The team uses perfusion angiography in combination with micro-CT and micro-optical sectioning tomography in order to obtain realistic 3D tissue architectures. These datasets direct the placement of SAS by the spider-bots and arbitrary CAD sketches. 

A working block of hippocampal tissue, which is manufactured as a vascularized biomaterial and interconnected with the native tissue in a hybrid apparatus. With embedded vasculature, a success criterion is to be able to achieve diffusion-limited viability throughout the entire construct (because of its embedded vasculature) and exhibit barrier properties similar to those of a blood-brain barrier (BBB).

MIC prepares and manufactures the microfluidic perfusion configuration of the project and custom flow sensors. On the platform, intravascular flow is provided, shear stress is carefully regulated, O2 is delivered continuously, and pressure is controlled; therefore, angiogenesis is no longer a matter of chance. It is the physiology box around the biomaterial: the flow rate is controlled, PO2/PCO2 is monitored, and the perfusion of the recently developed vasculature is maintained constant to ensure its survival and remodeling. 

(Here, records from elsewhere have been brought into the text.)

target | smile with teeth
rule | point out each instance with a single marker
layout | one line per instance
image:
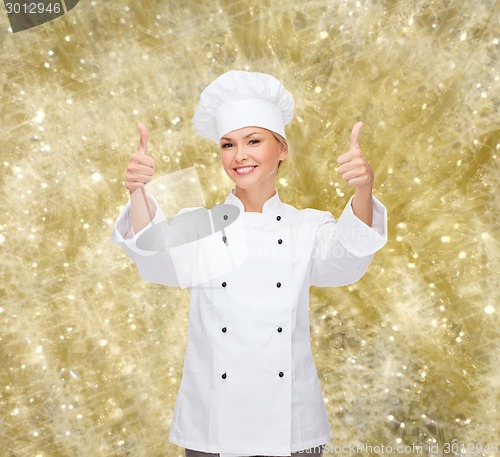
(245, 170)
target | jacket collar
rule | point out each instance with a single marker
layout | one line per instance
(272, 206)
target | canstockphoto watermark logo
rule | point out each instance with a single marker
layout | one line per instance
(25, 15)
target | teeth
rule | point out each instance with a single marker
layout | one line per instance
(244, 170)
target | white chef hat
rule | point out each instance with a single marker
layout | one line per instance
(238, 99)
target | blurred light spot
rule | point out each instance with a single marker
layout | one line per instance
(40, 116)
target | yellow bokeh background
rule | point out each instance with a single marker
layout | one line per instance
(91, 356)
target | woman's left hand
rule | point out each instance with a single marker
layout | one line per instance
(353, 166)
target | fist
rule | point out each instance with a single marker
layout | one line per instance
(140, 168)
(353, 166)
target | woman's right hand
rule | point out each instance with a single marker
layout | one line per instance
(140, 169)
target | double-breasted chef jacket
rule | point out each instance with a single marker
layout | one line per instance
(249, 384)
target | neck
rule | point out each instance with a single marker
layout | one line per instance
(253, 199)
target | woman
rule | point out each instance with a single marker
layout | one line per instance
(250, 385)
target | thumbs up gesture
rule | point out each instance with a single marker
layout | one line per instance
(140, 168)
(353, 166)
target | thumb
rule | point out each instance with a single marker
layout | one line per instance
(143, 144)
(355, 136)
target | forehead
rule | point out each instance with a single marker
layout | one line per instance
(245, 131)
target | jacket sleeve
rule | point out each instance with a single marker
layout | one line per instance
(154, 266)
(344, 249)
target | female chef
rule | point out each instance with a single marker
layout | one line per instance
(249, 383)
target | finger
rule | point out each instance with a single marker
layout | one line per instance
(143, 144)
(356, 162)
(355, 136)
(348, 156)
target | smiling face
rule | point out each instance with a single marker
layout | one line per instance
(250, 157)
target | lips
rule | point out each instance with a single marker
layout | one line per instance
(245, 170)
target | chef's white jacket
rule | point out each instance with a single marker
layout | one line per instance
(249, 383)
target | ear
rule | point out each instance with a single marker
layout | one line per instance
(283, 151)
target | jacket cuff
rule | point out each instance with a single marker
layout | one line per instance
(359, 238)
(123, 231)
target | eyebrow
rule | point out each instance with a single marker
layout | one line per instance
(246, 136)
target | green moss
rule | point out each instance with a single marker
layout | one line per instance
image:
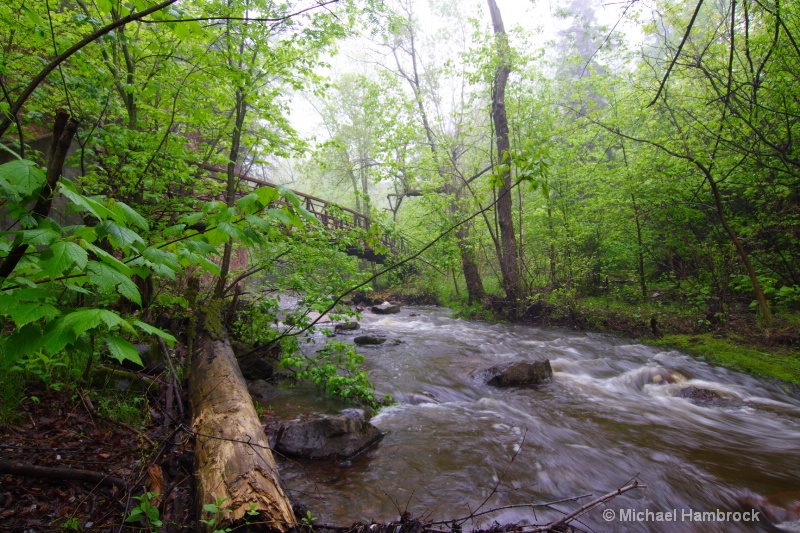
(778, 364)
(212, 324)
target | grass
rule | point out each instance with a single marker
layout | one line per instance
(783, 365)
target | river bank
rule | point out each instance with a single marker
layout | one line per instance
(736, 342)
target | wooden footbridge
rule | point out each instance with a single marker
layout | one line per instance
(332, 216)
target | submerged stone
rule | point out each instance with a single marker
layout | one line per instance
(699, 396)
(386, 309)
(346, 326)
(369, 340)
(518, 373)
(326, 437)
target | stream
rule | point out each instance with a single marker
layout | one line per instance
(452, 442)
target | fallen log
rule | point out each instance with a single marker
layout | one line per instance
(234, 467)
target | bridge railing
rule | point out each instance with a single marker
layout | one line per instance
(331, 216)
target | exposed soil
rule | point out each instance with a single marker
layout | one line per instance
(63, 430)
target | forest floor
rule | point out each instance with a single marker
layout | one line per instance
(63, 434)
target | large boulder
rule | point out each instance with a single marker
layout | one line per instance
(327, 437)
(518, 373)
(369, 340)
(386, 308)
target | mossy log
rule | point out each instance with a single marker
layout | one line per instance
(233, 462)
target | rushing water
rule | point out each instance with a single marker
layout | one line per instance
(453, 441)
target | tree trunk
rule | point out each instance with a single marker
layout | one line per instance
(642, 281)
(764, 312)
(230, 189)
(472, 276)
(509, 266)
(64, 129)
(233, 461)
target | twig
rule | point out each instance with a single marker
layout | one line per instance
(583, 509)
(59, 473)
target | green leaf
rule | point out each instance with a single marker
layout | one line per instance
(152, 330)
(83, 320)
(127, 215)
(26, 313)
(23, 342)
(62, 256)
(162, 257)
(216, 237)
(42, 236)
(120, 236)
(266, 195)
(122, 350)
(56, 337)
(110, 260)
(109, 279)
(94, 207)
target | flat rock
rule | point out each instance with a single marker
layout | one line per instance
(328, 437)
(346, 326)
(700, 396)
(369, 340)
(386, 308)
(262, 389)
(518, 373)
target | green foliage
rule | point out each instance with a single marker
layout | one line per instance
(145, 512)
(729, 353)
(337, 370)
(218, 513)
(308, 520)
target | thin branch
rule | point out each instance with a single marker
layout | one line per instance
(66, 54)
(677, 53)
(244, 19)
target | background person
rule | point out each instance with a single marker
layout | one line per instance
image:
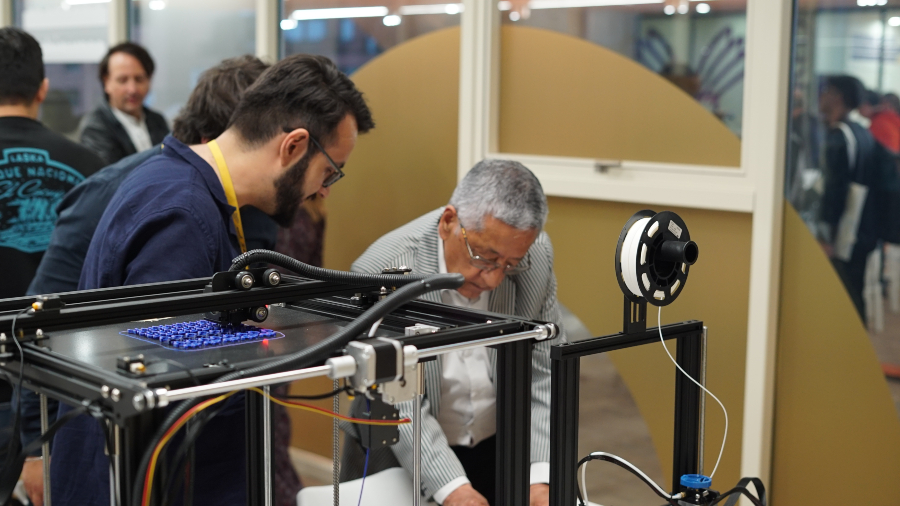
(848, 217)
(204, 117)
(490, 232)
(37, 167)
(884, 123)
(122, 125)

Channel geometries, perfusion hardware, and the sensing stack are adjusted to recreate BBB-like conditions, including sustained shear, oxygenation, and nutrient gradients, so that the hippocampal construct can replicate barrier properties and selective transport in vitro. Such realism is essential for later grafting of the construct into a hybrid (engineered + native) system. 

Three elements hardly fused to this level: (i) nanorobotic self-assembling geometry (spider-bots + SAM) to build geometry on demand, (ii) angiography/micro-CT/micro-optical data-driven target shapes, and (iii) a microfluidic perfusion environment tailored to support vascular maturation- not added perfusion afterwards. 

Provided that it is scalable, the methodology would open an industrial gateway to synthesize the human-compatible, vascularized tissues on demand, satisfying a broad, unmet need in regenerative medicine, as donor organs are only available in limited supply. The project makes this very clear as the seed of a future manufacturing industry, and not a one-off demonstration. 

Yes. MIC regularly works with universities, clinics, and deep-tech SMEs on Horizon Europe actions (such as EIC Pathfinder/Open). We also deal with microfluidic engineering, sensorization, and technology valorization, and assist in end-to-end proposal shaping. In our experience, incorporating a specialized SME in microfluidics enhances the credibility of a proposal and plan of execution in a measurably positive way; projects that have implemented the prototype-driven approach of MIC have reported success rates approximately twice the official baseline of similar calls, due to better-defined work packages, integration strategies, and prototypes ready to build.

Located on a rapid prototyping of perfusion systems and organ-on-chip, custom flow/pressure/O2 sensors, multiparametric experiments automation, manufacturability, and on-the-job support during exploitation and scale-up. We are also adding to data packages- benchmarking vasculature functioning, BBB markers, and shear-dependent responses, hence the reviewers are presented with not only a concept, but a plausible path to TRL development.